Key Illinois Considerations

  • Illinois's Freedom to Work Act imposes detailed procedural requirements (14-day review period, written advisement to consult counsel) that must be evaluated when assessing a target company's non-compete portfolio
  • Chicago imposes its own transaction taxes and licensing requirements that can affect M&A deal costs for businesses operating in the city
  • Illinois does not allow combined unitary reporting, which means buyers need to evaluate each entity in a target group separately for state tax purposes

Illinois Bar Authority

Illinois State Bar Association. Voluntary bar. The Illinois Attorney Registration and Disciplinary Commission handles mandatory registration separately.

Bar association website

Illinois Federal and Business Courts

Federal districts: N.D. Ill., C.D. Ill., S.D. Ill.

Business court: Circuit Court of Cook County Commercial Calendar (established 1993) Chicago-based commercial calendar handles complex business disputes in Cook County.

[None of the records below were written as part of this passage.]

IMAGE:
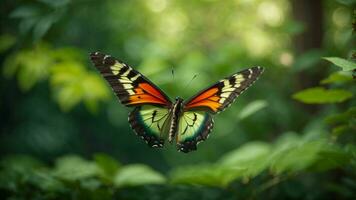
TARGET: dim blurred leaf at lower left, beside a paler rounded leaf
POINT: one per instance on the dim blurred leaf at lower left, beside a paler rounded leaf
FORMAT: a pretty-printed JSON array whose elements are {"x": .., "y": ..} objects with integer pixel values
[{"x": 73, "y": 168}]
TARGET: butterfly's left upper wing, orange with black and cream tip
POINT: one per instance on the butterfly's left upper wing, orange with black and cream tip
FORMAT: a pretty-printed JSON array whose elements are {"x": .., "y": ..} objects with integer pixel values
[{"x": 129, "y": 85}]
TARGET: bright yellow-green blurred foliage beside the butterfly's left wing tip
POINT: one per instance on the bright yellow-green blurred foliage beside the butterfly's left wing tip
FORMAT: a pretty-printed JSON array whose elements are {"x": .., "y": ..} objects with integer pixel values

Illinois Freedom to Work Act (820 ILCS 90) governs non-compete and non-solicitation agreements.

Illinois M&A Market Context

Chicago is a top-five U.S. M&A market, with particular strength in financial services, food and consumer products, and industrial manufacturing transactions.

Watchpoints

Common Barrington Purchase Agreement Law Pitfalls

These are the items we see derail purchase agreement law transactions in the Barrington market. Each one is rooted in current statutory law, recent legislative changes, or recurring patterns from the deals Alex has handled.

1

Illinois non-compete enforcement and earn-out exposure

State legal framework

Restricted by salary threshold ($75,000+). Mandatory 14-day review period.

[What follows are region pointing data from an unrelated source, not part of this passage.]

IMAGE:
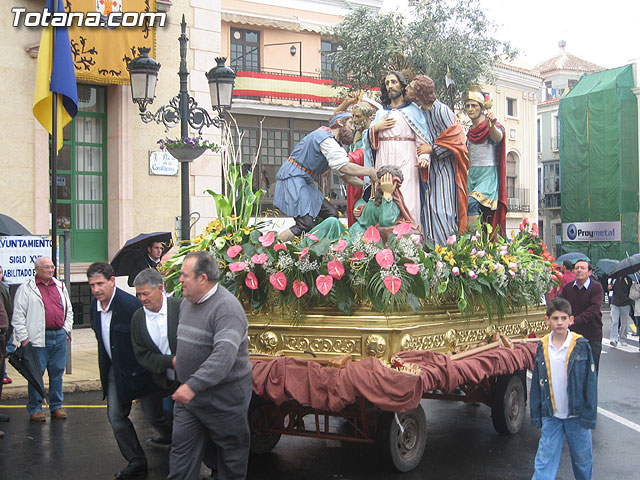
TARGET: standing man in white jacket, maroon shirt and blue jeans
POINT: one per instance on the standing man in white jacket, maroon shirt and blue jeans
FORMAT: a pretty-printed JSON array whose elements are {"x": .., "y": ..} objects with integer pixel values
[{"x": 43, "y": 316}]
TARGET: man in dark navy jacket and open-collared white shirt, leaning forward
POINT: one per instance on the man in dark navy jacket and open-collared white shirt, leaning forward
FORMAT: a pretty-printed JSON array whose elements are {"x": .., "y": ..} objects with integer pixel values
[{"x": 123, "y": 378}]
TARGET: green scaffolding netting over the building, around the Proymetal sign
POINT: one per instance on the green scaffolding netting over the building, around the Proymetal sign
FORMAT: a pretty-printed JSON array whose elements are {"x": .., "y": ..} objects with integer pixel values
[{"x": 599, "y": 159}]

"The conversation you're avoiding today becomes the lawsuit you're defending tomorrow."
Alex Lubyansky · Alex LinkedIn Published (Notion library)
2

Barrington local regulatory exposure

Local regulatory

Illinois has a Business Corporation Act with specific merger notification requirements. Chicago imposes a transaction tax on certain securities trades executed through Chicago exchanges.

3

Illinois regulatory framework attorneys flag at LOI

State statute

Securities regulated by Illinois Securities Department within the Office of the Secretary of State (ilsos.gov/securities). Illinois has a robust Blue Sky framework; Reg D notice filings required. Illinois is an active state enforcement jurisdiction.

Other Purchase Agreement Attorney Service Areas Near Barrington

Acquisition Stars represents clients across Illinois and nationwide. Alex Lubyansky handles every engagement personally.

Don't see your city? View all Purchase Agreement Attorney service areas or contact us directly.

Attorney perspective on purchase agreement attorney matters in Barrington

Alex Lubyansky, Managing Partner at Acquisition Stars
"Most deals collapse not from insurmountable issues but from participants who quit at the first setback."
Alex Lubyansky, Senior Counsel On deal fatigue (principle) (Alex LinkedIn Published (Notion library))

15+ years of M&A and securities transaction experience Senior counsel on every engagement Admitted in Michigan, practicing nationwide

Reviewed by Alex Lubyansky on . Read full bio

Ready to Talk About Your Barrington Deal?

Alex Lubyansky handles every engagement personally. Tell us about your transaction and we will let you know if there is a fit.

Request Engagement Assessment

Tell us about your deal. We review every submission and respond within one business day.

Your information is kept strictly confidential and will never be shared. Privacy Policy

One attorney on every deal. Nationwide. 15+ years of M&A experience.